My name is Cédric Bozzi, I make apps and websites, and this is my tech blog — you’ll find news commentary here, from a very opinionated Mac-head.
Il y a une version française ici, but most of this blog’s contents are extracted from my Twitter feed, and hence only available in one language (which varies randomly).
This is not very new, and I might even have heard about it but not investigated further, but SuperGenPass [via] is a fantastically simple and clever idea: whenever you need to register to a new website, you just click a simple bookmarklet, input your master password (which isn’t stored anywhere), and the script takes combines that master password and the website’s domain name to compute (and fill in) a undecipherable password unique to that website.
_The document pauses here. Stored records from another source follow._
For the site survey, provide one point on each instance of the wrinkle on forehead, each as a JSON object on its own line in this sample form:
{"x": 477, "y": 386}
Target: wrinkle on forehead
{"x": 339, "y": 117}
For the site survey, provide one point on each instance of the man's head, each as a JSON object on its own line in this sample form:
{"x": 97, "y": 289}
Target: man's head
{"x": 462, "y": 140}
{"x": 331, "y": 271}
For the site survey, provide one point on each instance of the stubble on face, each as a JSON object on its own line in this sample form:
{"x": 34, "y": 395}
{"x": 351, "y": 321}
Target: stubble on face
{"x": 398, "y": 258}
The same combination of master password and domain name will always output the same password, so you don’t need to remember or even know it at all, but a rogue website admin can not reverse-engineer the password you registered with to access your other accounts (well, not trivially, anyway). And phishing scams don’t work, because if a site pretends to be someone else they won’t have the right domain name.
Okay, so you’re in trouble if a website changes domain names after you registered (better save a copy of the backup version so that you can manually figure out your password for any domain — or you can use the algorithm for anything other than a website, actually). And, since SuperGenPass uses JavaScript to display in the current page, I suppose someone could theoretically craft a page that would detect SuperGenPass and steal your master password, but the risk of that is infinitesimal.
Come to think of it, I might just delete the bookmarklet but just save a copy of that backup version (which uses JavaScript locally, works offline, etc. — well, I haven’t checked the code, but I assume as much) to create my account passwords. I don’t need to type them in anyway (I have Safari and the Keychain for that); all I want is a way to retrieve my passwords if my saved passwords database ever gets lost.
(If you ever get to use it, you absolutely have to save a copy of that backup script in case you lose the bookmarklet: the algorithm might change down the line — it has apparently changed before — or the site could go under, and you would be sorry for your loss.)